Donde la libertad se levanta, allí nace la virtud, aumenta la riqueza, se extiende el saber, la invención multiplica los poderes del hombre, y en fuerza y valor la nación más libre sobresale entre sus vecinas, como Saúl entre sus hermanos más fuerte y más hermosa.

Sólo a intervalos y con luz parcial ha brillado entre los hombres el sol de la libertad; pero todo el progreso ello lo ha engendrado. Y es que solo ha sido servida a medias; porque lo que corrientemente denominamos con este nombre, es una cosa muy distinta de lo que la libertad es.

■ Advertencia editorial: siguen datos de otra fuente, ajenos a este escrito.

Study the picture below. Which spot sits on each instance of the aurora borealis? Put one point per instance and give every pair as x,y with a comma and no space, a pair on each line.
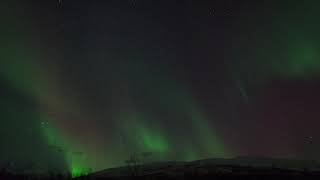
86,84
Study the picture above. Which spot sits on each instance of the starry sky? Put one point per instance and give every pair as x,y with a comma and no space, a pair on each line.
87,84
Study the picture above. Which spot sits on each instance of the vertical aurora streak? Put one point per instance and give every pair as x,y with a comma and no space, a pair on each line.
108,92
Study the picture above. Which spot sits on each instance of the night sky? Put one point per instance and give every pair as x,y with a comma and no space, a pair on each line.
86,84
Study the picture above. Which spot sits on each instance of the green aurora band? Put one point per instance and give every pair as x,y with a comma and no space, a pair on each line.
140,131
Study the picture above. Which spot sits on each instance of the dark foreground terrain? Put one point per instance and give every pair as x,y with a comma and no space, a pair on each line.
237,168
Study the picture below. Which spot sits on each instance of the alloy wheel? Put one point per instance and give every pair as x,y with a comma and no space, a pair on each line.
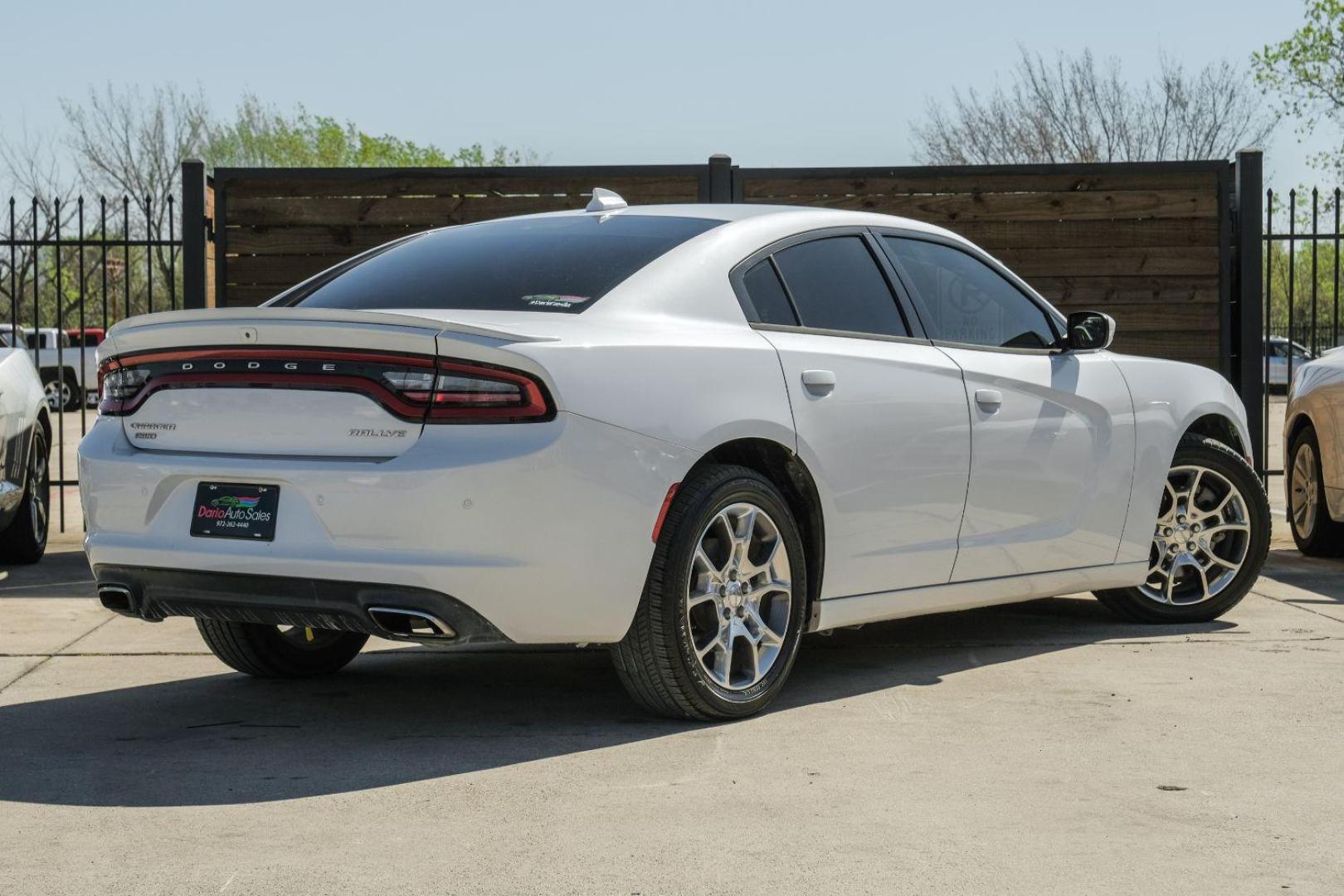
1202,539
739,597
39,480
1303,490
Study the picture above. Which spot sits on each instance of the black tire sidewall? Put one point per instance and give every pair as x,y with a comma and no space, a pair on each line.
1320,542
682,547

No la conocemos, no la practicamos, no hemos sido capaces de aceptarla enteramente; les da miedo a los mismos que se llaman liberales tanta luz y a través de unas gafas negras han pretendido gozar de ella, con las libertades políticas. No; eso no basta; hay que encender el sol de la libertad, que es la justicia, que es la verdad, que es la fraternidad y el amor en el santuario de cada alma.

¿Cómo se va la gente a fiar de lo que llaman libertad, mientras perdure este régimen de relación entre el hombre y la Naturaleza? ¿Cómo puede ser posible gozar de sus bienes en la ficción de su esencia? Para hacer la Libertad carne, es preciso no negarla, y se niega si no colocamos en igualdad de condiciones a los hombres para el cumplimiento de su fin; se niega, si no reconocemos la ley natural.

Esto es todo. El niño del más desgraciado mendigo, que viene al mundo entre harapos y miserias, tiene el mismo derecho a vivir que el más potentado terrateniente del orbe; el mismo derecho a la vida uno y otro; el mismo derecho a defender su existencia, para lo cual no reconoce otros fueron la Naturaleza que la virtud del trabajo sea quien sea el que lo realiza; y el derecho a defender la existencia trabajando no puede ser efectivo mientras unos sean dueño s de la superficie del planeta y otros no tengan un palmo de terreno en donde asentar los pies.

Hacer la tierra de todos. He aquí la solución. El hombre habrá dejado de luchas contra el hombre. Pues que quizás, ¿nos peleamos por tomar el sol, por respirar el aire, por mirar al infinito cada uno con su afán? ¿Por qué nos habíamos pelear por la tierra, y por las cosas de la tierra, si un derecho igual permitiera a cada aptitud su medio propio de desenvolvimiento y vida?